There is an overwhelming a sense of peace when victims of suicide reach that place where they see the end of their lives as a certainty. A heightened sense of the beauty and appreciation of the simple pleasures in life emerges, but the suicide victim believes that this is only ascertained with the impending sacrifice they have embraced.
Amanda Todd lived the last few weeks of her life to the fullest, going to the mall with her friends and on the surface appearing to be happy, her surrender to the darkness invisible.
I will speak from personal experience and painfully say that in the last few weeks of her life there was nothing Amanda Todd’s family or friends could have done to prevent her death. Various interventions could have been tried but in Amanda’s mind she was already past the “point of no return.”

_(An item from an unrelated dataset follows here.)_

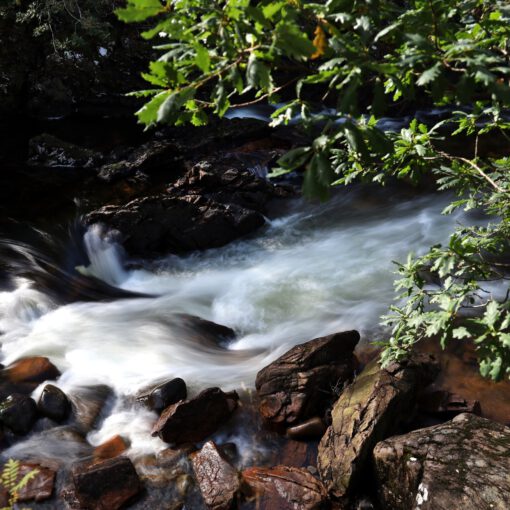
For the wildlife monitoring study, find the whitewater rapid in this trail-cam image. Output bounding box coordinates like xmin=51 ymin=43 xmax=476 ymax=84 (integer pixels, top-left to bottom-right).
xmin=0 ymin=188 xmax=462 ymax=458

Victims of suicide or bullying seldom if ever divulge the incredible pain that they have inside, and it is only when it reached the extreme that the extent is revealed. In the case of bullying victims they feel that telling a parent will only make the problem worse and that intervention is pointless, and bearing the burden of their pain is their only option.
Bullying or cyber bullying can strike at the heart of the most vulnerable among us, and if early intervention is not made, a victim may be placed on a path that is irreversible. The key to preventing a suicide lies in the early stages of the process, before the last vestige of hope slips from the mind of the victim.
The number one tool in preventing your child from becoming a victim is to educate yourself on the signs that they are being bullied or are contemplating suicide. Indicators include: Depression, sadness, anxiety, anger, or fear, lack of interest in friends, school, and activities, or a drop in grades, or both, and comments that reflect emotional distress or disturbed online or in-person relationships.
Organizations that provide resources and help are available online and by phone, and here are just a few: Stopbullying.gov (http://www.stopbullying.gov/), the National Bullying Prevention Center (http://www.pacer.org/bullying/), Center for Safe and Responsible Internet Use (http://csriu.org/cyberbully/), the National Suicide Prevention Lifeline (http://www.suicidepreventionlifeline.org/ ) and the American Foundation for Suicide Prevention (http://www.afsp.org/ ). Anyone can save a life by taking just a few minutes to educate themselves about bullying and suicide. Even if you feel your children are not at risk, it is important to give them the tools to recognize the signs of bullying and suicide because one of their friends may need help and not know how to ask for it.
Amanda’s mother Carol has turned her grief into action and started a foundation to fight against the very tragedy that claimed her daughter. The Canadian government has been spurred into action by the death of Amanda Todd, and legislation is in process to keep the next child targeted by bullies from suffering the same fate.
The responsibility for the death of Amanda Todd lies with all of us because as a society we failed her. We let bullies and a suspected pedophile steal the life away from a beautiful, bright and talented young girl. Let the death of Amanda Todd not be in vain. Let it be a call to action for every one of us to get involved in bringing an end to bullying. I hope you will join me in honoring the memory of Amanda Todd and take just a few minutes every day to make sure she is the last one whose plea for help has to echo in our conscience.